4 thoughts on “Lawfare, Part n+1”
  1. IANAL warning in full effect here…
    The Sandy Hook people got away with it because they sued Remington for violating a law about advertising, not guns, gun sales, etc… The PLCAA has nothing to do with it. Granted, it “sort of” applied because of the advertised product, but in reality, the entire lawsuit was outside of the PLCAA.
    .
    In fact, if the case actually went to a jury, there is a good possibility Remington would have won it. Proving that advertising is the cause of criminal behavior is a very, very, very high bar. Unfortunately, poor management left it to an insurance company to settle, and that emboldened those who would seek lawfare as a weapon.
    .
    Regarding the Mexico suit, the PLCAA can apply, but this “…knowingly violated a State or Federal statute applicable to the sale or marketing of the product, and the violation was a proximate cause of the harm for which relief is sought.” is the most important and relevant statement in the case.
    .
    So, if Mexico can demonstrate that a FFL, manufacturer, dealer, or wholesaler violated the law, and knowingly sold or marketed firearms for an illegal use, they may have a case.
    Did Smith and Wesson violate the law? I seriously doubt it. Like, if they did, it was totally by accident, and the person who violated that law is no longer employed.
    .
    Now, before this case goes one step forward, I think the plaintiff (Mexico) needs to demonstrate sufficient evidence that a law governing commerce in firearms was violated. Did S&W knowingly sell guns to the cartels?
    If that is the claim, provide some evidence.

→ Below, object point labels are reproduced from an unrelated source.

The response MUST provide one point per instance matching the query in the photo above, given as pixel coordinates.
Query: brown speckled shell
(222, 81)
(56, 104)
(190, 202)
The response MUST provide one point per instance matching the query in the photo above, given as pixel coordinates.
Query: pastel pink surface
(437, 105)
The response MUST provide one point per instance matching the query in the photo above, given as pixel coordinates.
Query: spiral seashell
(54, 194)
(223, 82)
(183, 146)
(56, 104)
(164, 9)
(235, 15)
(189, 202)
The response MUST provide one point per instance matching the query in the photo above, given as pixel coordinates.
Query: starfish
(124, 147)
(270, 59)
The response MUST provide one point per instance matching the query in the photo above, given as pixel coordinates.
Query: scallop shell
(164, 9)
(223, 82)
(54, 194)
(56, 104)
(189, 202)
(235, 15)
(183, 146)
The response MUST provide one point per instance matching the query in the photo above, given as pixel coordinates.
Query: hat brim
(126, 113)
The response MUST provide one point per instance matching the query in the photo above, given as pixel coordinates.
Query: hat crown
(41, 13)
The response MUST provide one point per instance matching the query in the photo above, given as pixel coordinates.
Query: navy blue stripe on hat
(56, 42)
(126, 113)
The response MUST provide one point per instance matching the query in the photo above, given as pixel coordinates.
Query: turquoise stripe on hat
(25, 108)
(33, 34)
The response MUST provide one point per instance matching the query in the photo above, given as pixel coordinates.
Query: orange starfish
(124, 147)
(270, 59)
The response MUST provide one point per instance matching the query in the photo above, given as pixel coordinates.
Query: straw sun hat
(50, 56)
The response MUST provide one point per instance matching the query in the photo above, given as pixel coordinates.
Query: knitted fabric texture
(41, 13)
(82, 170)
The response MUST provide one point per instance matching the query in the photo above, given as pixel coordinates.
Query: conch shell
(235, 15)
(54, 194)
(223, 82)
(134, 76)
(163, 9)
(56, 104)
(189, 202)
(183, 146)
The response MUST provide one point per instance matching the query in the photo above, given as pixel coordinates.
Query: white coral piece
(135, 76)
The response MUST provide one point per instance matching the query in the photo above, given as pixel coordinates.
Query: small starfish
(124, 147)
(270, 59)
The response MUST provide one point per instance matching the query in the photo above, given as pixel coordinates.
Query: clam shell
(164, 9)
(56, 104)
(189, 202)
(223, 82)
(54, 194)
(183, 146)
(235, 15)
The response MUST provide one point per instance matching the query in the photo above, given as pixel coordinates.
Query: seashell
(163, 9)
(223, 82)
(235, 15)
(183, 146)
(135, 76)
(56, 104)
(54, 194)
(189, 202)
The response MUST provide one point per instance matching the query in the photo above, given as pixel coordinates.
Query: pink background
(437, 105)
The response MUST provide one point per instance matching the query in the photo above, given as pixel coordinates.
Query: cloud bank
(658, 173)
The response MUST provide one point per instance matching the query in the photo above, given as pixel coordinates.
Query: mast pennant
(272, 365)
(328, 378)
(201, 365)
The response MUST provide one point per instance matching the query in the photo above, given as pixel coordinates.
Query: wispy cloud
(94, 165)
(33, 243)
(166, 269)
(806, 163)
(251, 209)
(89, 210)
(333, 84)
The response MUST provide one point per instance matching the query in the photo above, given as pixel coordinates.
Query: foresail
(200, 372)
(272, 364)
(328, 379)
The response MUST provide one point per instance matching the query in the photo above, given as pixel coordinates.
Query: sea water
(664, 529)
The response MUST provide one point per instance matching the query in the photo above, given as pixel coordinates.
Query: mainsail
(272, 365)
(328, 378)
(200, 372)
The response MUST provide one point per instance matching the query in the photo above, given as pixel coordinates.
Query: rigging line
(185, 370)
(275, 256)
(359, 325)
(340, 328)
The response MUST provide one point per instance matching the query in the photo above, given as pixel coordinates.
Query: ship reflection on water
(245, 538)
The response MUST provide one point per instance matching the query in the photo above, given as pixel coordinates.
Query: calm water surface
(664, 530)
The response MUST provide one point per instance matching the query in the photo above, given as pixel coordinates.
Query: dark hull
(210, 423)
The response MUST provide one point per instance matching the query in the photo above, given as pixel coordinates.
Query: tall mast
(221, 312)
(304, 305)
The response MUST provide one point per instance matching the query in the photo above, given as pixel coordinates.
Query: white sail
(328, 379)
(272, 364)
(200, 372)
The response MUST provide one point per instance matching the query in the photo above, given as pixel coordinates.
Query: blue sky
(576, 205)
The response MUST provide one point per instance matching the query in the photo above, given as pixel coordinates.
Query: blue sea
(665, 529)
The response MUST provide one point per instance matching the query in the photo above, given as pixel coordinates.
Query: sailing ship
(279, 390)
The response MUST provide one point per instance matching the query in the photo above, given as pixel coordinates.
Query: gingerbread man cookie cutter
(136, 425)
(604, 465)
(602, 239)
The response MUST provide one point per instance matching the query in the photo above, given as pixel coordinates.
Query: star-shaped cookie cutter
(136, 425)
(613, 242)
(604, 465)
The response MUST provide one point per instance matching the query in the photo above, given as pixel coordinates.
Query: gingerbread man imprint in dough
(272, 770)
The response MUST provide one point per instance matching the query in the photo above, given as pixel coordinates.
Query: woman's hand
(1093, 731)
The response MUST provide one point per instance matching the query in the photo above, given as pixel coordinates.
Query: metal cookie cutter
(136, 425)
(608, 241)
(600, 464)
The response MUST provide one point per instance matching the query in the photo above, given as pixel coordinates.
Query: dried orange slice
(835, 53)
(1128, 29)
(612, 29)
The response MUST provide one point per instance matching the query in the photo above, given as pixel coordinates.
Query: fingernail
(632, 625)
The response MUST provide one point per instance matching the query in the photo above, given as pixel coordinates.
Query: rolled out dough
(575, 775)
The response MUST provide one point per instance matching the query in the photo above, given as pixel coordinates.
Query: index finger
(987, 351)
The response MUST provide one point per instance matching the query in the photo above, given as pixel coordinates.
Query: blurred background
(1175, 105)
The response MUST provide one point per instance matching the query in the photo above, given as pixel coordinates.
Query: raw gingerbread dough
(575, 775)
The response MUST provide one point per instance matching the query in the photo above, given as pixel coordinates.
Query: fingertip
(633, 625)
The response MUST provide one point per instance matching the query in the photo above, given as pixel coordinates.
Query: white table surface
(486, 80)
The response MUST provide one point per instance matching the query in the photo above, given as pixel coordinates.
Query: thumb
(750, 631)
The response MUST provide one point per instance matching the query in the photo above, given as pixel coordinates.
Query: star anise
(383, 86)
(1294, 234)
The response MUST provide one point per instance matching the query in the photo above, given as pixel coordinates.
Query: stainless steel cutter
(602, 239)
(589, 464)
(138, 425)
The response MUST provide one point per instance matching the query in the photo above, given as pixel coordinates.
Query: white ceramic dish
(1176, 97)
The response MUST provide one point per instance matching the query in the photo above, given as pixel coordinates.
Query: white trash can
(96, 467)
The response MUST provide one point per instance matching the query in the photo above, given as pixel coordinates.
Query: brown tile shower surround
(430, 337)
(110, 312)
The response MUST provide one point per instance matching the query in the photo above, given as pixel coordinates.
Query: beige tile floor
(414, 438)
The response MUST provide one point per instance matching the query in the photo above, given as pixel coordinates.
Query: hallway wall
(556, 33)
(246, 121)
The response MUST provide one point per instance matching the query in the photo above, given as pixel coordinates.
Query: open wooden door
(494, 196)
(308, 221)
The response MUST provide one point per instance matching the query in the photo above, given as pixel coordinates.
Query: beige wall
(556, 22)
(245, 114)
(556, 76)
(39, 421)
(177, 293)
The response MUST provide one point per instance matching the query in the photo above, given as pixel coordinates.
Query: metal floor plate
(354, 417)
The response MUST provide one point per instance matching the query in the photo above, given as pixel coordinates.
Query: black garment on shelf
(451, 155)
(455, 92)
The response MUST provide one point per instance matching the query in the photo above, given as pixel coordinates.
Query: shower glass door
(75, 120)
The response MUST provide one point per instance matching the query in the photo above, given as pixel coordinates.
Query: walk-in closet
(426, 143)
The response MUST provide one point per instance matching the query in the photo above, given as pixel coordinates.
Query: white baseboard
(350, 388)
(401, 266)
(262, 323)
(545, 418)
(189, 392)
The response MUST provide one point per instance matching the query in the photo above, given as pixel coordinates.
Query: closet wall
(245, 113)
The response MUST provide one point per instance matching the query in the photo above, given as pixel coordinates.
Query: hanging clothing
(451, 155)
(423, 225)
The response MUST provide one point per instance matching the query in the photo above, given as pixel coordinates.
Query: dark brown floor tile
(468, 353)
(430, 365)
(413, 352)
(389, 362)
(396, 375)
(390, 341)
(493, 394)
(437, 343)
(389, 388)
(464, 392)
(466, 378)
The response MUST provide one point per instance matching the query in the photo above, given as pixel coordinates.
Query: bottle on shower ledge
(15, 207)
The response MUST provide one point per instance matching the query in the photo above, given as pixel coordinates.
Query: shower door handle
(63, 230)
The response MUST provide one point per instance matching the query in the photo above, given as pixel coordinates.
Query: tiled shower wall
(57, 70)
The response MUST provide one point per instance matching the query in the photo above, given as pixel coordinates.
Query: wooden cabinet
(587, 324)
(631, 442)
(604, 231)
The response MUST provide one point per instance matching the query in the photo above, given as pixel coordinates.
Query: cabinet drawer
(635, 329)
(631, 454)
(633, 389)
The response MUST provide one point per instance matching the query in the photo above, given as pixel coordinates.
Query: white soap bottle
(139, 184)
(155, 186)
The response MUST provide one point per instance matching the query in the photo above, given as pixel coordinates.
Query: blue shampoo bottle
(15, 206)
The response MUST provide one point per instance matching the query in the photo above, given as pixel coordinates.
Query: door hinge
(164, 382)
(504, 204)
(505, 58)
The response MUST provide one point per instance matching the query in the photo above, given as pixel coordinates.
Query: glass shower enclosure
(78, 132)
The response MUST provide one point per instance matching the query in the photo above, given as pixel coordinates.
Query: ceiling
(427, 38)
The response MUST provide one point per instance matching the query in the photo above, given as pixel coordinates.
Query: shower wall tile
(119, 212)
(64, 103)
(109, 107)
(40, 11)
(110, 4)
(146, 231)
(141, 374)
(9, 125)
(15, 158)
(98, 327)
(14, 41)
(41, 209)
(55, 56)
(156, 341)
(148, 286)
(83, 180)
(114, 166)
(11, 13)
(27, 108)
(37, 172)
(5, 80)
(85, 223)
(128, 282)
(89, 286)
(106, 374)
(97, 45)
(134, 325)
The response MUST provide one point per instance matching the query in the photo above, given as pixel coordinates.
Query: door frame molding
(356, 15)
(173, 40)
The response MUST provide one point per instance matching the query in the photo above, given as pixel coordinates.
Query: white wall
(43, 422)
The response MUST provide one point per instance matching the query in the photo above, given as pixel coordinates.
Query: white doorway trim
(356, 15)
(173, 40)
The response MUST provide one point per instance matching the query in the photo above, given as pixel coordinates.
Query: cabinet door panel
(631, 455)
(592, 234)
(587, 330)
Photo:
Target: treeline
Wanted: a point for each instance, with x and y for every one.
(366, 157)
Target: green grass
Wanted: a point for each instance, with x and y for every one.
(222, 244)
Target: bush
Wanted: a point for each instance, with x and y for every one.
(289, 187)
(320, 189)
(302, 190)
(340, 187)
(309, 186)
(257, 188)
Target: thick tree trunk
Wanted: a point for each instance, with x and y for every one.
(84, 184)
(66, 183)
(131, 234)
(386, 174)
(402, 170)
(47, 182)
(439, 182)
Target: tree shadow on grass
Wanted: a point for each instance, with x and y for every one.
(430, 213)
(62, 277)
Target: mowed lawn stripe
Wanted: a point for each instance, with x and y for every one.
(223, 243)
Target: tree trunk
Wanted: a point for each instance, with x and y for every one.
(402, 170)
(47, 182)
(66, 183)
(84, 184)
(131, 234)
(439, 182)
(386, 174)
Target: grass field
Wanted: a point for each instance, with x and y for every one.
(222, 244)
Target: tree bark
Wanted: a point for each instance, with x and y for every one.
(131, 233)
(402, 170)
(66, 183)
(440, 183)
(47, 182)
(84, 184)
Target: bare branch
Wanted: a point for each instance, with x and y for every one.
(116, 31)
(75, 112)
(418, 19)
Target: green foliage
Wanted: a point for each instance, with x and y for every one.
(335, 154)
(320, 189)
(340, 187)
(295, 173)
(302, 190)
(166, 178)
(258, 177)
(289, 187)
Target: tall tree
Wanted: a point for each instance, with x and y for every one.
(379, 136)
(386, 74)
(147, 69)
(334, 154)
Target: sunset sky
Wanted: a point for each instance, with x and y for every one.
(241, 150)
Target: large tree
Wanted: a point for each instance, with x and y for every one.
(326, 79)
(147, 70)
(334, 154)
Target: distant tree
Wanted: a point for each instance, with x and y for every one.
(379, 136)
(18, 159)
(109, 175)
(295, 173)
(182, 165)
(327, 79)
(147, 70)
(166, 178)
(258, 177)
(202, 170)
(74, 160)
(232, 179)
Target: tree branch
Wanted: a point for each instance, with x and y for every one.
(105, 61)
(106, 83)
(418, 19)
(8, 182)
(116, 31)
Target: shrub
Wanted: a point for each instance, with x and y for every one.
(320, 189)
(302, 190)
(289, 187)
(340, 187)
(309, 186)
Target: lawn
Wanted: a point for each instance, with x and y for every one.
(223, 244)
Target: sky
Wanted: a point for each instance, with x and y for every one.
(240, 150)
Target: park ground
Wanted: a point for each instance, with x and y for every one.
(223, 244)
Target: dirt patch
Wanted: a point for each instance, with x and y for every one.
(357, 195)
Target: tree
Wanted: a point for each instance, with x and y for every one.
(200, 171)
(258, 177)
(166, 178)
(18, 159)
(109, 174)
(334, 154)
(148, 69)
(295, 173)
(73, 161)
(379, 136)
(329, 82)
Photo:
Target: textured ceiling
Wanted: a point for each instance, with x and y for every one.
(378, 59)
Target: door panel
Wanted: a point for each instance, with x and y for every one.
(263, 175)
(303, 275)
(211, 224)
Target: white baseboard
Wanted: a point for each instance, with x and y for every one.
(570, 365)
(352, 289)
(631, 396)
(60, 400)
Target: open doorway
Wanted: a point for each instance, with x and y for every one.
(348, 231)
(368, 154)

    1. Thinking a bit further on this…
      Had Sandy Hook been in a different state, odds are, Remington could not have been sued.
      I know CT has a law in place about advertising that was applicable here. (barely applicable, I have no doubt the plaintiffs were just trying to cost Remington money.)
      Other states may not have had a law that could be twisted to applying. I notice that not a lot of other shootings have resulted in identical lawsuits since then.

  2. We will soon learn the ‘level of corruption factor’ at work here. For Mexico to make such a legal claim, there had to have been some ‘assistance’ from someone in the current administration. It will be interesting how they proceed, and who enables the case to advance through the system.
    .
    I do find it curious that Obama presided over the Fast n Furious program to do exactly what Mexico claims in this case. And I will assert that Obama is the force behind this lawsuit–the chief enabler of political chaos.

  3. It’s kind of odd to see Mexican politicians pull this sort of chicanery, given how much money they make from the cartels and their trafficking in drugs and humans.